Apple TV Review
– Apps store that lets users download any app they want
– Hardware improvements and large amount of RAM
– Built-in Siri
– Optical output has been removed
– Doesn’t support 4k resolution
The first version of Apple TV was released on January 9, 2007. The device sold very well despite what many analytics predicted. Sales reached more than 6 million by the end of 2009 and it was very clear that customers enjoy this departure from a traditional, advertisement driven TV model.
Now, Apple is starting to ship the 4th generation of Apple TV and it includes many design changes, feature updates and a big promise to finally push this product from hobbyists to a more general audience. The biggest change in terms of software is the brand new operating system called tvOS. This system is not backwards compatible with previous generations of Apple TV. tvOS introduces an app store that finally allows developers to release their own apps and thus greatly extending usability and features of this product. Users who live outside the Unites States were up to now without any regional content, which will definitely change once developers are allowed to publish their own applications.

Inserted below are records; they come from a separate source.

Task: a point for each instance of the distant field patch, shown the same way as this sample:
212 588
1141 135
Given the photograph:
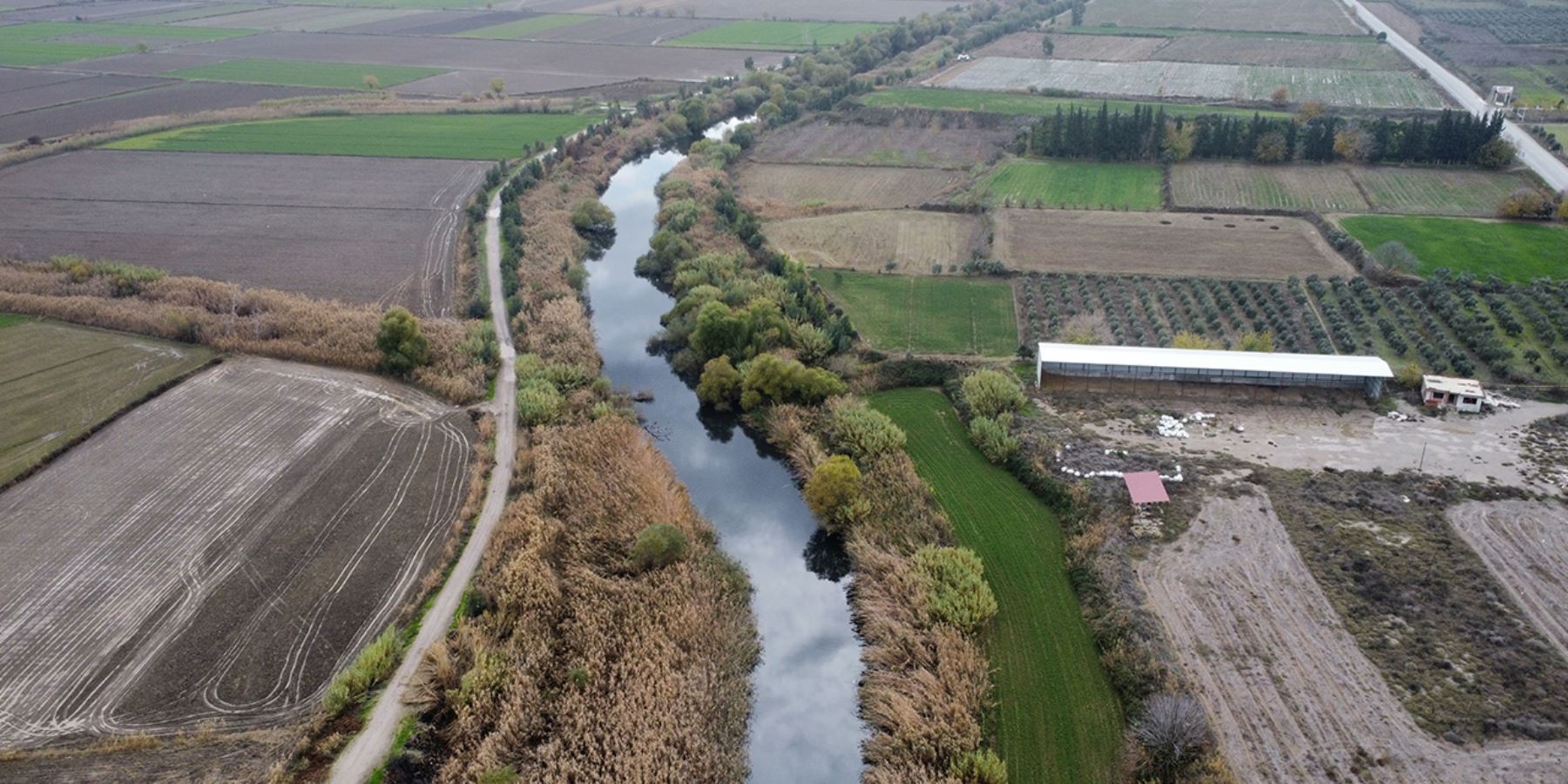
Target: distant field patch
305 72
60 382
909 240
787 37
1019 104
1167 243
525 27
1058 719
1074 184
470 137
791 186
1513 251
927 315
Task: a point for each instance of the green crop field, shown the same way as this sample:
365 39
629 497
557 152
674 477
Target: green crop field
927 315
525 27
472 137
1070 184
1023 104
1513 251
305 72
787 37
1058 717
60 382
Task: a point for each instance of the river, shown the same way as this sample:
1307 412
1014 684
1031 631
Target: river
803 721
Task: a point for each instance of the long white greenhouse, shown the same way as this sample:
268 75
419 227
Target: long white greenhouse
1213 368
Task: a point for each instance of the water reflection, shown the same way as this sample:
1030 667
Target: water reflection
803 725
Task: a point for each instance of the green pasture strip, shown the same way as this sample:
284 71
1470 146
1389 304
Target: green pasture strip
1071 184
1024 104
468 137
925 314
60 382
525 27
1513 251
786 37
305 72
1058 717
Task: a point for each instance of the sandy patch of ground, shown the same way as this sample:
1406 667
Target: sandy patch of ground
1468 447
1288 690
1526 546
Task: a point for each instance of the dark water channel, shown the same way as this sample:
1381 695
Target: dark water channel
803 723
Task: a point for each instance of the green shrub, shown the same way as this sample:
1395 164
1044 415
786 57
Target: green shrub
835 493
860 431
993 439
991 392
658 546
956 593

The popular voice assistant, Siri, is now also present on Apple TV. You can use it for all the standard things you are probably already used to doing, such as getting the latest weather information, asking about stock prices, controlling video and music playback, and others. The really interesting addition to Siri’s functionality is the ability to contextually rewind videos when you don’t understand what has been said. All you need to do is ask Siri something like “Siri, what did that woman say?” and Siri will automatically know who you are referring to.
Changes don’t end with just the software. The previous generation of Apple TV came with an A5 CPU and 512 MB of RAM, which are really not the greatest specifications, especially considering just how powerful even low-end smartphones have become. The 4th generation wants to fix this with a brand new A8 processor (the same CPU that can be found in iPhone 6) and surprisingly large 2 GB of RAM. The relatively large amount of RAM has been a real shock to many reviews and tech news journalists since Apple usually stays on the lower side when it comes to RAM. However, not all hardware changes are great. Apple has decided to remove the optical output that is regularly used to connect high-end Hi-Fi equipment. It has been replaced with a USB Type-C port that will probably be used for various accessories, like cameras and game controllers. It is also important to note that Apple TV supports only 720p and 1080p resolutions with native 4k support nowhere to be found. This is rather surprising given how widespread it is slowly becoming.
The exterior of the new Apple TV has seen only very small changes that won’t be noticed by most users. The device is slightly thicker and weighs 425g, which is 153g more than the third generation TV. What users will notice is the new remote. It now packs a touch screen, a gyroscope, and even an accelerometer. The connection is realized via Bluetooth and it will be used not only to control the TV itself but also for gaming.
The new Apple TV is without any doubt a move in the right direction. Allowing developers to take full advantage of its capable hardware will give users much more possibilities. The exclusion of optical output and 4k support is unfortunate, but it probably won’t affect most users.